Established in 1958, Pigskin Revue is an annual homecoming tradition showcasing the winning acts from the previous spring’s All University Sing competition. The performances are musical, Broadway-style acts prepared and performed by campus organizations, complete with costumes, elaborate backdrops and props, and complex choreography.
One of the highlights of Baylor’s Homecoming festivities is the crowning of the Homecoming Queen. This year the crowning will be during Pigskin Revue at 7 p.m. Thursday, Oct. 21, in Waco Hall.
In the early 1900s Baylor produced various sorts of royalty, including a football queen elected by the team and a “May Queen,” but it is the Homecoming Queen who reigns supreme. Today’s queens are selected based on interviews by three judges, who are appointed by the Baylor Chamber of Commerce.
Baylor’s annual Homecoming Parade – believed to be the oldest and largest collegiate homecoming parade in the country – will begin at 8:30 a.m. Saturday, Oct. 23, in downtown Waco and progress to Fifth Street on the Baylor campus. This year’s parade will feature more than 130 entries, including 13 hand-made floats. The grand marshals for the parade will be Baylor President Ken Starr and First Lady Alice Starr.
The Baylor Homecoming Parade will be broadcast live from 9 to 11 a.m. on KCEN-TV Ch. 6 and streamed live on the web at www.centraltexasnow.com. John Morris and Lori Fogleman will host the live parade broadcast.

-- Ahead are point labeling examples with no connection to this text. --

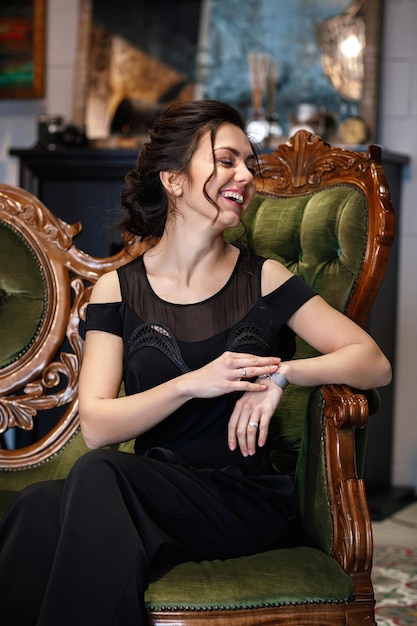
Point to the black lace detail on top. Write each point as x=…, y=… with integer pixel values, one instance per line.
x=161, y=338
x=247, y=334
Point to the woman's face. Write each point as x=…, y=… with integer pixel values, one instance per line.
x=231, y=169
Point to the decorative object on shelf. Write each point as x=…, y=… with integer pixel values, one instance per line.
x=54, y=133
x=275, y=128
x=342, y=41
x=22, y=49
x=257, y=124
x=353, y=131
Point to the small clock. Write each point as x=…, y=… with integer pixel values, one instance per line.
x=353, y=130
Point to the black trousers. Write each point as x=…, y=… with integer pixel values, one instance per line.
x=80, y=552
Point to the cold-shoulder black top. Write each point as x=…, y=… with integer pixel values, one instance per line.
x=163, y=340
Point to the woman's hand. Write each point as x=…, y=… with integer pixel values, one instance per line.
x=230, y=372
x=249, y=422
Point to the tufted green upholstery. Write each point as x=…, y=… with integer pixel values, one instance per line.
x=22, y=295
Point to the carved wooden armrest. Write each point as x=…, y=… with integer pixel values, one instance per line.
x=344, y=411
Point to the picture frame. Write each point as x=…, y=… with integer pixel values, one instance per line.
x=22, y=49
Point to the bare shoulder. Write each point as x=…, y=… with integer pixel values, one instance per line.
x=274, y=274
x=106, y=289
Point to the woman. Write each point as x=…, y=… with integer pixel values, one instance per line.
x=202, y=335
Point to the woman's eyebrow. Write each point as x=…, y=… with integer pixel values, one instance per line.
x=250, y=156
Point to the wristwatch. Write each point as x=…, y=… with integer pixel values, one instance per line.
x=279, y=379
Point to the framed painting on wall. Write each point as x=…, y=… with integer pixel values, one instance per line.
x=22, y=49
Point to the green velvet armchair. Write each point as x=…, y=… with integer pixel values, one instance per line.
x=324, y=212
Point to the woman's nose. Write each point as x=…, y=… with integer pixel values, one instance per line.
x=243, y=173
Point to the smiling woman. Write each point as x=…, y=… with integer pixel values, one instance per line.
x=196, y=327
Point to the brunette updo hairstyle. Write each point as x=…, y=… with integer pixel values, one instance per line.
x=174, y=138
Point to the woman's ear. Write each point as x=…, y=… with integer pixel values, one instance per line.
x=172, y=182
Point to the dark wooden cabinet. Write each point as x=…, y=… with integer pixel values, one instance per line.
x=80, y=185
x=85, y=185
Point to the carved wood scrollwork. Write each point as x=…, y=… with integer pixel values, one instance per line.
x=46, y=377
x=346, y=411
x=346, y=408
x=58, y=384
x=304, y=163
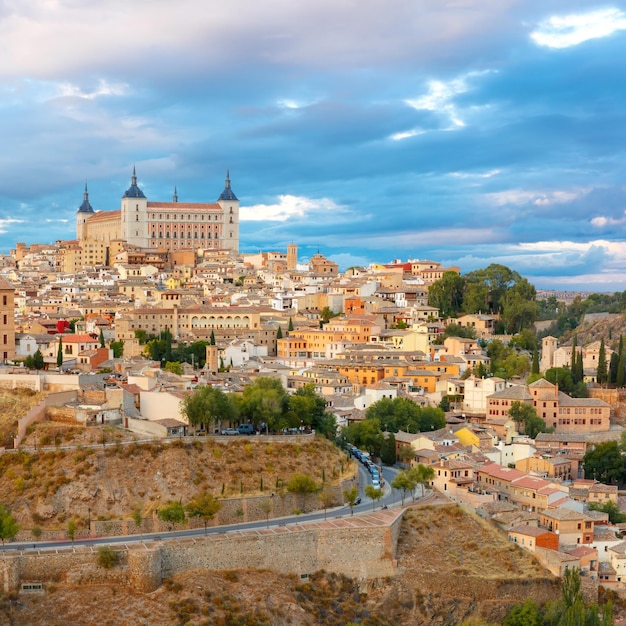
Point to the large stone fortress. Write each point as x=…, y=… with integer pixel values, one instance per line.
x=163, y=225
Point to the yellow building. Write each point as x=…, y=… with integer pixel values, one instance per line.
x=163, y=225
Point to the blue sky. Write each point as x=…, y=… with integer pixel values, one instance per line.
x=465, y=131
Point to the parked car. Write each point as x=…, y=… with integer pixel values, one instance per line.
x=230, y=431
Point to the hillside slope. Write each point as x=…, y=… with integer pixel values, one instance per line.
x=46, y=488
x=452, y=567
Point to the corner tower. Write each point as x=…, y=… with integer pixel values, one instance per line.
x=85, y=211
x=292, y=256
x=230, y=217
x=134, y=215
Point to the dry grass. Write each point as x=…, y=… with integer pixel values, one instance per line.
x=14, y=404
x=40, y=487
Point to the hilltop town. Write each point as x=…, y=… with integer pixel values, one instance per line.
x=111, y=333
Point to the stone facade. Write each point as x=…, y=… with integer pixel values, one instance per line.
x=360, y=547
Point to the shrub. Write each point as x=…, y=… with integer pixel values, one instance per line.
x=107, y=557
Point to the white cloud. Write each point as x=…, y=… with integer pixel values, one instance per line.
x=602, y=221
x=288, y=206
x=488, y=174
x=5, y=222
x=440, y=96
x=406, y=134
x=571, y=30
x=104, y=88
x=537, y=198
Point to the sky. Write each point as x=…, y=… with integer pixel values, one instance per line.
x=467, y=132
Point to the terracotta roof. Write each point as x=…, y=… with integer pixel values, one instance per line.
x=184, y=206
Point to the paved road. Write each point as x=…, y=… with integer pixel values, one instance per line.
x=391, y=498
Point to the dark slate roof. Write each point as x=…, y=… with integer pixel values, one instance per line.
x=227, y=194
x=133, y=191
x=85, y=207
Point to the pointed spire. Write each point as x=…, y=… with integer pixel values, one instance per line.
x=85, y=207
x=227, y=194
x=133, y=191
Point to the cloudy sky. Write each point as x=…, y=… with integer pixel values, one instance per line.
x=464, y=131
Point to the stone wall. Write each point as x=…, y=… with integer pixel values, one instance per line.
x=234, y=511
x=359, y=547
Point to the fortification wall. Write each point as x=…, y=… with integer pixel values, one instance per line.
x=359, y=547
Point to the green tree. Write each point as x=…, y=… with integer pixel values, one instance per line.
x=388, y=449
x=302, y=484
x=60, y=353
x=375, y=493
x=446, y=294
x=138, y=519
x=621, y=366
x=208, y=405
x=265, y=401
x=398, y=414
x=610, y=507
x=172, y=513
x=519, y=308
x=526, y=415
x=602, y=373
x=8, y=525
x=604, y=462
x=311, y=410
x=405, y=481
x=613, y=364
x=205, y=506
x=174, y=367
x=326, y=314
x=71, y=530
x=366, y=435
x=35, y=361
x=107, y=557
x=425, y=474
x=266, y=507
x=351, y=496
x=535, y=365
x=326, y=498
x=526, y=614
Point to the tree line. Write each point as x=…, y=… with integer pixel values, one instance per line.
x=263, y=402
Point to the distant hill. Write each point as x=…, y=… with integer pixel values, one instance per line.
x=453, y=567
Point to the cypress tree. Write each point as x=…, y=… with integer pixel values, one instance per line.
x=613, y=368
x=619, y=379
x=60, y=353
x=580, y=371
x=535, y=365
x=602, y=373
x=572, y=366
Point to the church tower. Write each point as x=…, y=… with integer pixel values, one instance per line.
x=85, y=211
x=230, y=217
x=292, y=256
x=134, y=215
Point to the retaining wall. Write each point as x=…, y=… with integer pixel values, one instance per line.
x=360, y=547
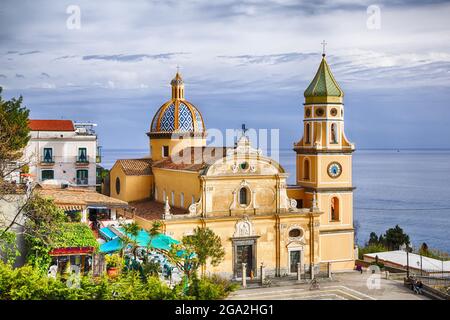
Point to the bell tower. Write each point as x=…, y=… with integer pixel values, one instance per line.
x=324, y=167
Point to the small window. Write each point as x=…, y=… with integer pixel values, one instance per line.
x=333, y=133
x=334, y=209
x=307, y=133
x=295, y=233
x=320, y=112
x=82, y=155
x=47, y=175
x=82, y=177
x=244, y=165
x=243, y=196
x=165, y=151
x=333, y=112
x=306, y=170
x=117, y=185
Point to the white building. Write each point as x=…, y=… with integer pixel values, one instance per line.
x=64, y=151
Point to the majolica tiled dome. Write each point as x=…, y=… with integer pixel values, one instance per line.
x=178, y=114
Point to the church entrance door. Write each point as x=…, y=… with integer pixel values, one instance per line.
x=244, y=254
x=294, y=258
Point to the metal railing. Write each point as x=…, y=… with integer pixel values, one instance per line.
x=48, y=159
x=82, y=181
x=82, y=160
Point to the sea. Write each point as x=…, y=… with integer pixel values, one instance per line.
x=407, y=187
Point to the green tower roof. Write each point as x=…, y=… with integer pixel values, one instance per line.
x=323, y=86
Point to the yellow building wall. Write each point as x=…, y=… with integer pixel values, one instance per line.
x=266, y=245
x=178, y=182
x=338, y=248
x=222, y=197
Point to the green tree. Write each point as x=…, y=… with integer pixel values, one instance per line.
x=395, y=237
x=129, y=239
x=206, y=245
x=43, y=220
x=14, y=134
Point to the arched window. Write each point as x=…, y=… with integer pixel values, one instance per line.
x=117, y=185
x=243, y=196
x=334, y=209
x=306, y=170
x=307, y=134
x=333, y=133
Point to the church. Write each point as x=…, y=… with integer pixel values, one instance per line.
x=242, y=195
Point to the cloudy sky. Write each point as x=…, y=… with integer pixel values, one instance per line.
x=242, y=61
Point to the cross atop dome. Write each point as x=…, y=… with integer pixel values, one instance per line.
x=177, y=86
x=323, y=47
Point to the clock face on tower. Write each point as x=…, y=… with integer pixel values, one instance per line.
x=334, y=169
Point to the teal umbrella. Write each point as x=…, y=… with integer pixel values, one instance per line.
x=160, y=241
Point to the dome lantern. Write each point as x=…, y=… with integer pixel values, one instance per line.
x=177, y=115
x=177, y=87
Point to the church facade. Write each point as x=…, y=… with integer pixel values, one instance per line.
x=243, y=195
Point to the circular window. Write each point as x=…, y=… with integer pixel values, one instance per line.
x=333, y=112
x=295, y=233
x=117, y=185
x=244, y=165
x=320, y=112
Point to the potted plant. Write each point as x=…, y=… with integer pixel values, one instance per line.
x=113, y=264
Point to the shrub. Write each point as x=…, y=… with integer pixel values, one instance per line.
x=211, y=288
x=113, y=261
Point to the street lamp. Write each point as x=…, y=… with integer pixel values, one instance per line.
x=408, y=250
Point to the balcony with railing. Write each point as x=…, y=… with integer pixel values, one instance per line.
x=82, y=160
x=47, y=160
x=99, y=154
x=82, y=181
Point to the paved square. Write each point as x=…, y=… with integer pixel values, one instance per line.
x=343, y=286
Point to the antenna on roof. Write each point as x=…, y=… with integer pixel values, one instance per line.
x=323, y=47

The Homecoming football game will be played between the Baylor Bears and Kansas State Wildcats at 2:30 p.m. Saturday, Oct. 23, at Floyd Casey Stadium. For ticket information, visit www.baylorbears.com.
One of the more recent Baylor Homecoming traditions is Singspiration. This year the event will be held at 7 p.m. Friday, Oct. 22, at the Seventh and James Baptist Church, located at 602 James Ave.
This year, Singspiration will highlight the outstanding tradition of music at Baylor that has played such a major role in ministry and outreach throughout the 20th century to the present. Special musical guests will include the Baylor Men’s Choir, the Baylor Women’s Choir and the BRH Choir.
For more information on any of these events, a full schedule or ticket information, visit www.baylor.edu/homecoming.
Homecoming is a long-standing tradition at Baylor that started in 1909, when Baylor alumni received a surprising invitation from their alma mater. A postcard signed by three professors asked the graduates to return to campus to “renew former association and friendships, and catch the Baylor spirit again.”
According to the 1910 Round Up, a massive campaign of correspondence, advertising and organization encouraged graduates to return for a celebration planned for Thanksgiving weekend. On Wednesday, Nov. 24, 1909, the first-ever Homecoming began with a band concert, followed by a reception hosted by President Samuel Palmer Brooks and an “old-time soiree” in Burleson Hall that evening.
The next day, class reunions began with a program of speeches by professors, administrators and alumni, with musical interludes by student groups. Topics for the speeches included “Dr. Burleson’s Chapel Talks,” “Baylor Men as Citizens,” “How I Felt Once When the Other Society Beat Mine” and “How I Came to Love the Baylor Girls.”
At 2 p.m. Baylor launched its first Homecoming Parade from the corner of 11th St. and Washington Ave. Parade entries numbered well over 130, with 60 each of automobiles and carriages, plus student organizations on foot. As it is today, the parade was led by law enforcement and the Baylor band.
The entire city of Waco joined in, the Round Up reported, with “thousands of people wearing the Baylor colors, while hundreds of vehicles, the street-cars, and even the bicycles of the messenger-boys were ornamented with Green and Gold. The city was truly in gala attire.”
The football game started just 30 minutes later on Carroll Field. Nearly 5,000 people attended the football game, which was the final one of the season. Baylor defeated TCU 6-3.
While many Homecoming celebrations around the nation originated in the late teens or 1920s, few were as early as Baylor’s.